The surgeon told him it was called The Widowmaker, a massive blockage of the main artery.
“If I hadn’t gotten to the hospital when I did, I was absolutely done,” said Falconer. “When I came out of that hospital, the sky was never bluer. I felt like the luckiest guy in the world. I called up my twin brother Don, ‘Donnie, you need to go see a cardiologist.’ He blew it off. Months later, the same thing happened to him and he died.”
Falconer moved back to Ottawa in 2016 after living in Santa Monica for 35 years. Born in Calgary — his mom was Mavis, his dad Don served in World War II, then Korea. The family moved to Vancouver, back to Calgary, to Regina, then to Base Borden, an hour north of Toronto. After hitchhiking across Canada, he did his senior year of high school at Kingston’s La Salle Secondary School. To his friends, he became Hollywood.

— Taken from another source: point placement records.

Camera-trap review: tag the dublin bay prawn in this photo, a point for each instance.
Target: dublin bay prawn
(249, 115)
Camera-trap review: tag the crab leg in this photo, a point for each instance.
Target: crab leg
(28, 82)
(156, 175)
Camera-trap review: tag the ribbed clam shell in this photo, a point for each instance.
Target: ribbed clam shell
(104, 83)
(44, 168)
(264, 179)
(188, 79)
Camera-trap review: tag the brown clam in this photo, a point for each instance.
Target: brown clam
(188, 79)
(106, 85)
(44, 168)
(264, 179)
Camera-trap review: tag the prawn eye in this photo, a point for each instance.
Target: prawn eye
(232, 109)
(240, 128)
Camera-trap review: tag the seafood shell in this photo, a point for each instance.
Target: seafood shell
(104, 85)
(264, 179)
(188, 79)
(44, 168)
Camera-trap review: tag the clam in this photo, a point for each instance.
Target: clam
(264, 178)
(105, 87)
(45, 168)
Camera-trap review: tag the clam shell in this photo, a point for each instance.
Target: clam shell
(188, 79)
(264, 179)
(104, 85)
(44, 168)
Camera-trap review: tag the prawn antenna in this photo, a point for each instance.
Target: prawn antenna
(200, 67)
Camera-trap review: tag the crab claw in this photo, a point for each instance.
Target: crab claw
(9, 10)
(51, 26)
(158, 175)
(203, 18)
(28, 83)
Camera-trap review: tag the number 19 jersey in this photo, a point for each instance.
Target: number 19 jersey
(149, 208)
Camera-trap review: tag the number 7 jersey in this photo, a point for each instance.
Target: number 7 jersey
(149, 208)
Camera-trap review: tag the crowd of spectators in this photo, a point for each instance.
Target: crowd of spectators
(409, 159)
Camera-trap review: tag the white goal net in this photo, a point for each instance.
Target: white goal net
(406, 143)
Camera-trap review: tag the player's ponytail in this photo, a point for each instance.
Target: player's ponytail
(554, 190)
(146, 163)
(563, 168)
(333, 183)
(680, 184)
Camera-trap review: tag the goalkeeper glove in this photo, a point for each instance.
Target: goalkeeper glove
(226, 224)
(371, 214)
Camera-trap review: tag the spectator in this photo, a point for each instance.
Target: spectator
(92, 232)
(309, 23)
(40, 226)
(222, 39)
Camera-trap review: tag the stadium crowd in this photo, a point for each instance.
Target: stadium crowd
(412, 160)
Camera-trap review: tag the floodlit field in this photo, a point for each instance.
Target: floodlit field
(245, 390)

“Look at the pictures, look at the Fu Manchu,” said Lumsden. “Look at the pictures when he was doing some modelling. He was Hollywood. He’s been Hollywood since he was 17.”
As a producer, his films – which have included Daughter of the Wolf, Wander and the upcoming Dangerous – have been nominated for several Canadian screen awards. He loved music; he recently wrote the theme song for Dangerous, with Johnny Reid singing lead.
It’s not easy to say goodbye, it never is. To my friend Doug: “Lots of peace, love and Imagine, too.”